Antonov A A, Khderi Kh, Bersunkayev M K, Pateyuk L S
Krasnov Research Institute of Eye Diseases, Moscow, Russia.
Vestn Oftalmol. 2023;139(6):60-68. doi: 10.17116/oftalma202313906160.
Cataract phacoemulsification with intraocular lens implantation significantly affects the morphology of the anterior chamber angle (ACA) and contributes to a reduction of intraocular pressure (IOP).
This study investigates the changes in anterior chamber angle configuration and IOP level before and after cataract surgery in primary open-angle glaucoma (POAG) eyes, and assesses its possible relationship with the axial length of the eye.
The study included 38 patients with immature senile cataract and compensated unoperated stage I-II POAG. Patients underwent anterior segment optical coherence tomography (AS-OCT) with measurement of the angle opening distance (AOD) and trabecular-iris space area (TISA) before and six weeks after the surgery, as well as axial length and corneal-compensated IOP (IOP).

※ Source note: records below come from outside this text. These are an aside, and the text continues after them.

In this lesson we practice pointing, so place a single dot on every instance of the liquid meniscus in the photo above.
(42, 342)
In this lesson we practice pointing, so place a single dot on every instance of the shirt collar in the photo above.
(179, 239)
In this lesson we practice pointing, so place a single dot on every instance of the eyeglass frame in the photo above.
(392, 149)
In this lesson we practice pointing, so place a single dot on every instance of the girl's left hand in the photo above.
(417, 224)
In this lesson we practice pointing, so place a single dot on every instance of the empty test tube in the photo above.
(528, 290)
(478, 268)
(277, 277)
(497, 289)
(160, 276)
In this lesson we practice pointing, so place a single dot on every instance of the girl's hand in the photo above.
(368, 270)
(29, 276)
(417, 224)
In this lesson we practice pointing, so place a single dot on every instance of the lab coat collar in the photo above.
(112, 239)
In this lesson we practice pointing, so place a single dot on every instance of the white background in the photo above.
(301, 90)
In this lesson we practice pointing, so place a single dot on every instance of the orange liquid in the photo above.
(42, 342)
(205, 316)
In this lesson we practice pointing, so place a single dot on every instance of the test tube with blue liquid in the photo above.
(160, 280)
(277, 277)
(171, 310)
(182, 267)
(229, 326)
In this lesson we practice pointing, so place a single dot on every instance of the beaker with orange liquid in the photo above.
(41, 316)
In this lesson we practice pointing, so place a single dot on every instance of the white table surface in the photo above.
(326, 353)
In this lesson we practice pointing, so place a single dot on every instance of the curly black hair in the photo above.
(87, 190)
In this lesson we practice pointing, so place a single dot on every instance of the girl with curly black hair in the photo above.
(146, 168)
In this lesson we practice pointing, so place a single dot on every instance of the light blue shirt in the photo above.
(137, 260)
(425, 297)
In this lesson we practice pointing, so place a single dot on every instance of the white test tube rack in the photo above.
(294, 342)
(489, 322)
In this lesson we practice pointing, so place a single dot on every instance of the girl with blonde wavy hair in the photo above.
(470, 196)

After the surgery 92.11% of patients showed a decrease in IOP an average of 1.84±1.95 mm Hg (by 12.33±10.21% of the baseline); the maximum decrease in the IOP level was 8.35 mm Hg (by 40.97% of the baseline). AS-OCT data indicates that cataract phacoemulsification causes an increase in anterior chamber angle width: AOD increased from 0.510±0.175 to 0.771±0.156 mm, and TISA increased from 0.266±0.090 to 0.494±0.096 mm. The strongest correlations were found between the axial length, postoperative TISA increase (%TISA) and postoperative IOP reduction (% IOP). Postoperatively, specific changes could be observed in the trabecular meshwork in 28.95% of cases in the form of elongation and strain of the membrane.
Cataract extraction contributes to a significant reduction in IOP due to anterior chamber angle expansion, trabecular meshwork stretching, and improved aqueous outflow.
白内障超声乳化吸除联合人工晶状体植入术显著影响前房角(ACA)形态,并有助于降低眼压(IOP)。
本研究调查原发性开角型青光眼(POAG)患者白内障手术前后前房角形态和眼压水平的变化,并评估其与眼轴长度的可能关系。
本研究纳入38例未成熟老年性白内障且处于未手术代偿期I-II级POAG患者。患者在手术前和手术后六周接受眼前节光学相干断层扫描(AS-OCT),测量房角开放距离(AOD)和小梁-虹膜空间面积(TISA),以及眼轴长度和角膜代偿眼压(IOP)。
手术后,92.11%的患者眼压下降,平均下降1.84±1.95 mmHg(较基线下降12.33±10.21%);眼压水平最大下降8.35 mmHg(较基线下降40.97%)。AS-OCT数据表明,白内障超声乳化吸除术使前房角宽度增加:AOD从0.510±0.175增加到0.771±0.156 mm,TISA从0.266±0.090增加到0.494±0.096 mm。在眼轴长度、术后TISA增加(%TISA)和术后眼压降低(%IOP)之间发现了最强的相关性。术后,28.95%的病例小梁网出现特定变化,表现为膜的伸长和拉伸。
白内障摘除术通过前房角扩张、小梁网拉伸和房水流出改善,有助于显著降低眼压。